The Black Kino Fist: Black life as depicted in film history

To Sir, With Love (1967)

"Sidney Poitier must have enjoyed 1967. He starred in three of the top-grossing films of that year, all of which still stand as prime examples of topical, mid-1960s commercial filmmaking. Although In the Heat of the Night (1967) would go on to win an Oscar® for Best Picture, and Guess Who's Coming to Dinner (1967) tackled the controversial topic of interracial romance and racism among the American elite, many people still feel that the most effective picture of the three is To Sir, with Love, a bittersweet slice of life set in working-class England. 

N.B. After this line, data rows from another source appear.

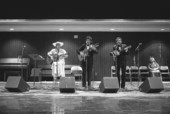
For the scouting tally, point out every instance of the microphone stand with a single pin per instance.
(138, 59)
(22, 54)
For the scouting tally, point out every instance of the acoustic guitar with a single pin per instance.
(116, 53)
(54, 58)
(83, 54)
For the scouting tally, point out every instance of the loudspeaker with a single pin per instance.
(109, 85)
(151, 85)
(67, 84)
(16, 84)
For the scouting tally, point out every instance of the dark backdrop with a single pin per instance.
(153, 44)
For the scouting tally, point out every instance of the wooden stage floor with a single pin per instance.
(45, 98)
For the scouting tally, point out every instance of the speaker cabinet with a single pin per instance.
(67, 84)
(151, 85)
(16, 84)
(109, 85)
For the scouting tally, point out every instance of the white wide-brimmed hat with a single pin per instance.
(58, 43)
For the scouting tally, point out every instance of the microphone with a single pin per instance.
(138, 46)
(24, 46)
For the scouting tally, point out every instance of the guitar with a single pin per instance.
(54, 58)
(116, 53)
(85, 52)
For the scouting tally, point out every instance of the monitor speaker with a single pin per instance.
(67, 84)
(152, 85)
(16, 84)
(109, 85)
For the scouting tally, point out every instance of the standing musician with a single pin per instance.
(57, 56)
(119, 52)
(85, 54)
(154, 69)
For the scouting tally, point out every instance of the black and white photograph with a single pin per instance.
(84, 57)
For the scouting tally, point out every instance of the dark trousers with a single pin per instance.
(87, 69)
(123, 78)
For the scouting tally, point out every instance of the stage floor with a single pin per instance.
(45, 98)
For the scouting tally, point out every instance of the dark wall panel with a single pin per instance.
(153, 44)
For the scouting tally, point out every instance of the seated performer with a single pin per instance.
(57, 56)
(153, 68)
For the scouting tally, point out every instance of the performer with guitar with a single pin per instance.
(119, 53)
(57, 57)
(85, 55)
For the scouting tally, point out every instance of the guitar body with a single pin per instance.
(116, 53)
(55, 58)
(49, 60)
(83, 54)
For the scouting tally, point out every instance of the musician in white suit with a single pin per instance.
(58, 56)
(86, 51)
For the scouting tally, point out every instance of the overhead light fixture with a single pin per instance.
(11, 29)
(61, 29)
(75, 36)
(112, 29)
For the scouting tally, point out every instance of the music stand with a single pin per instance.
(36, 58)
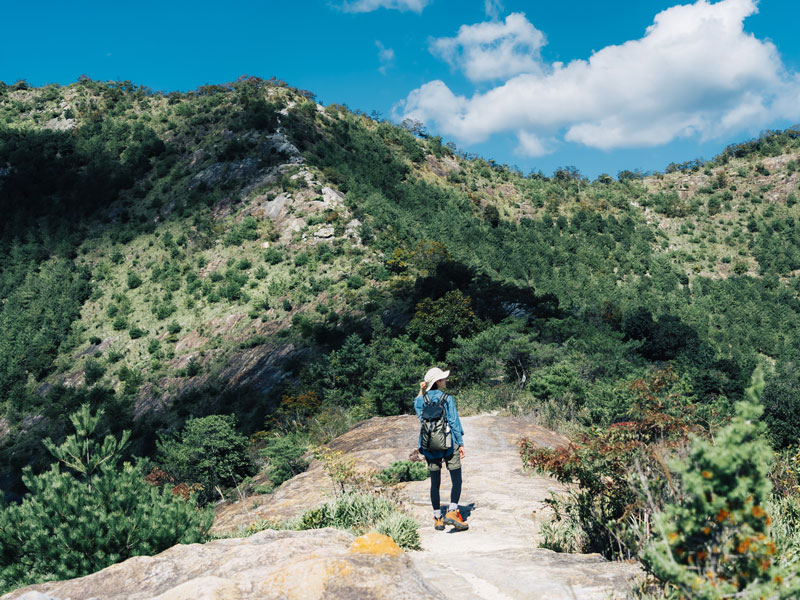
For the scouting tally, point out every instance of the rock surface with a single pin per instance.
(286, 565)
(497, 558)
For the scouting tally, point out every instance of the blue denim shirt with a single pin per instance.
(452, 419)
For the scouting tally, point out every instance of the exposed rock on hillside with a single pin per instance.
(498, 557)
(304, 565)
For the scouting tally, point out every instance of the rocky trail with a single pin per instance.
(496, 559)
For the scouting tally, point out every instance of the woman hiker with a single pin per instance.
(435, 381)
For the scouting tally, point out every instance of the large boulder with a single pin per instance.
(290, 565)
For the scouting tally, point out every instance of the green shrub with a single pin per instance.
(716, 542)
(207, 451)
(285, 456)
(781, 399)
(355, 282)
(437, 323)
(273, 256)
(404, 470)
(93, 371)
(88, 512)
(402, 528)
(359, 512)
(134, 280)
(246, 230)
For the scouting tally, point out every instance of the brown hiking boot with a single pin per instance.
(453, 517)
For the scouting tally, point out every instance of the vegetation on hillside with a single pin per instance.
(241, 255)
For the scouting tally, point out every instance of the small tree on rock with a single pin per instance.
(94, 513)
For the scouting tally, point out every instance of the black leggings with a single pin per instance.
(455, 491)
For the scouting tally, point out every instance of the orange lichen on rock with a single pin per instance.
(375, 543)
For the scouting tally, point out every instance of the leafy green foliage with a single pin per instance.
(93, 514)
(403, 470)
(716, 542)
(207, 451)
(285, 456)
(358, 512)
(437, 323)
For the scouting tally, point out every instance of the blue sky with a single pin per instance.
(603, 86)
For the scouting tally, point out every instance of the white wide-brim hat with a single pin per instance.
(433, 375)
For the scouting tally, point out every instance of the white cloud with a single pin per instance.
(694, 73)
(531, 144)
(371, 5)
(493, 50)
(385, 56)
(492, 8)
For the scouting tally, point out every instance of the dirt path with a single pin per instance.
(498, 558)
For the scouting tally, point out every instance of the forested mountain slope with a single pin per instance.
(243, 250)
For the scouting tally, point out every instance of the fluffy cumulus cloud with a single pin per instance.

By 1967, Poitier had developed a familiar screen persona which was so loaded with dignity, common sense, and quiet humor that many people were beginning to complain. Even The New York Times published an editorial questioning whether Poitier's innate level-headedness was what America really needed to see in an African-American actor. Surely, given the often violent struggle for equality that was playing out in streets across the country, a little more rage was in order. But one has to remember that Poitier was holding the banner for black America as its sole leading man - one misstep, and doors that had opened could slam shut.

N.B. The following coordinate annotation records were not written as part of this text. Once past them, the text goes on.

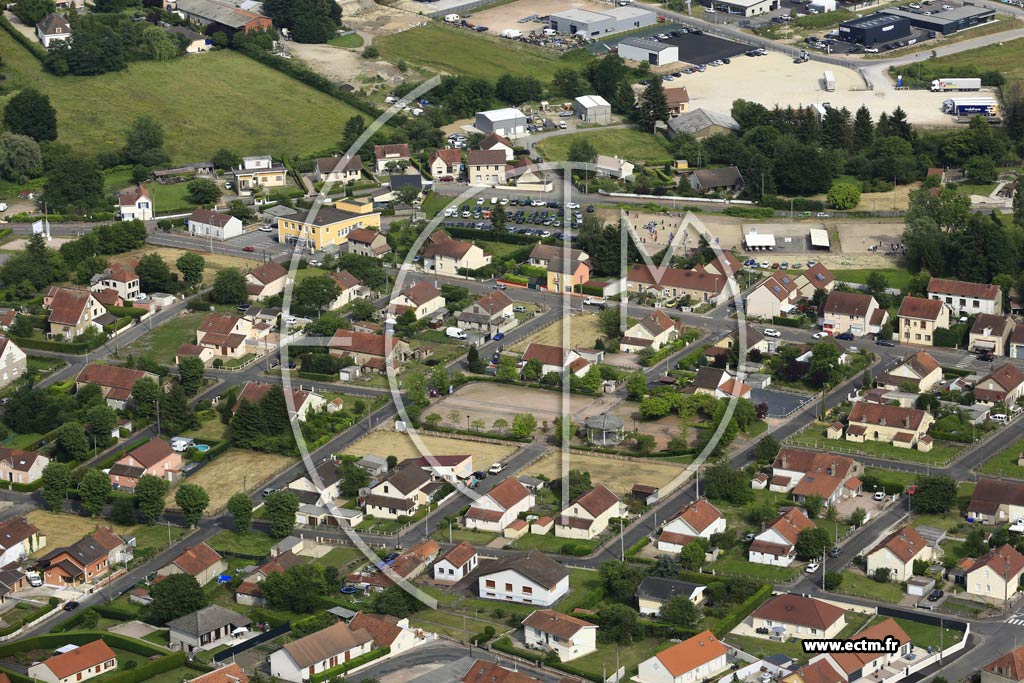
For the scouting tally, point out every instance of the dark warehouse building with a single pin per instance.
(875, 29)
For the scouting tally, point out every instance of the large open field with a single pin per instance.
(205, 101)
(385, 443)
(629, 143)
(230, 471)
(461, 51)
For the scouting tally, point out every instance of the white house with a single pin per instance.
(456, 563)
(692, 660)
(566, 636)
(532, 579)
(500, 507)
(299, 659)
(698, 519)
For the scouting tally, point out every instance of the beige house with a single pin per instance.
(850, 311)
(990, 334)
(897, 553)
(919, 318)
(588, 517)
(995, 577)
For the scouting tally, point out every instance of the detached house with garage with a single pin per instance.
(897, 553)
(500, 507)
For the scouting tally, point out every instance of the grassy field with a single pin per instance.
(459, 51)
(630, 143)
(222, 477)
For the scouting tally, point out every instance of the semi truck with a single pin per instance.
(951, 84)
(829, 81)
(971, 107)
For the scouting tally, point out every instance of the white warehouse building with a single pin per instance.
(509, 122)
(651, 51)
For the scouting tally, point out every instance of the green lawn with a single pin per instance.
(459, 51)
(197, 98)
(162, 342)
(630, 143)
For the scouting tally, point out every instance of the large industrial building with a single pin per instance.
(594, 25)
(651, 51)
(948, 22)
(875, 29)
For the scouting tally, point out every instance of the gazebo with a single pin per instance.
(604, 429)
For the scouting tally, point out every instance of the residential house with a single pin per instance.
(399, 494)
(445, 165)
(589, 515)
(531, 579)
(422, 298)
(726, 179)
(213, 224)
(51, 29)
(776, 545)
(790, 615)
(814, 279)
(652, 332)
(13, 361)
(320, 651)
(494, 141)
(123, 281)
(370, 351)
(500, 507)
(720, 383)
(567, 637)
(697, 658)
(897, 552)
(115, 382)
(202, 562)
(20, 467)
(863, 666)
(692, 287)
(257, 173)
(1005, 384)
(919, 318)
(18, 539)
(775, 295)
(327, 226)
(454, 257)
(655, 591)
(967, 298)
(698, 519)
(85, 662)
(491, 313)
(921, 371)
(205, 629)
(390, 158)
(74, 311)
(338, 169)
(457, 563)
(903, 427)
(854, 312)
(155, 458)
(485, 168)
(556, 359)
(802, 472)
(368, 243)
(995, 577)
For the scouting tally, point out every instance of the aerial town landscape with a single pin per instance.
(512, 341)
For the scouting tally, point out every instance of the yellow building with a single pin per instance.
(327, 226)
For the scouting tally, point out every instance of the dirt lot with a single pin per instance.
(775, 80)
(222, 477)
(619, 475)
(385, 443)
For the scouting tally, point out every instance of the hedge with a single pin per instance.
(351, 664)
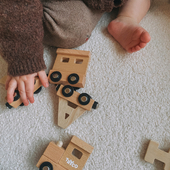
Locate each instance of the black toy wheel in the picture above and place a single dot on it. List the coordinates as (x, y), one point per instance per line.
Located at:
(67, 91)
(8, 105)
(84, 99)
(46, 165)
(22, 104)
(73, 78)
(57, 87)
(95, 104)
(17, 96)
(38, 90)
(55, 76)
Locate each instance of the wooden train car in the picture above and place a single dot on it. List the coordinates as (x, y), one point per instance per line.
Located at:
(70, 67)
(55, 157)
(72, 104)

The dignity Poitier projected not only served his characters well, but paved the way for scores of African-American performers who would follow in his footsteps. It's interesting to note that, after the film's opening sequences, Poitier's race barely receives a nod of recognition in To Sir, with Love. "Sir" is presented as an intelligent man who's trying to do the right thing for some fellow human beings. The color of his skin is all but inconsequential, a turn of events that would have been unimaginable just a few years earlier. In that sense, this modest film was groundbreaking."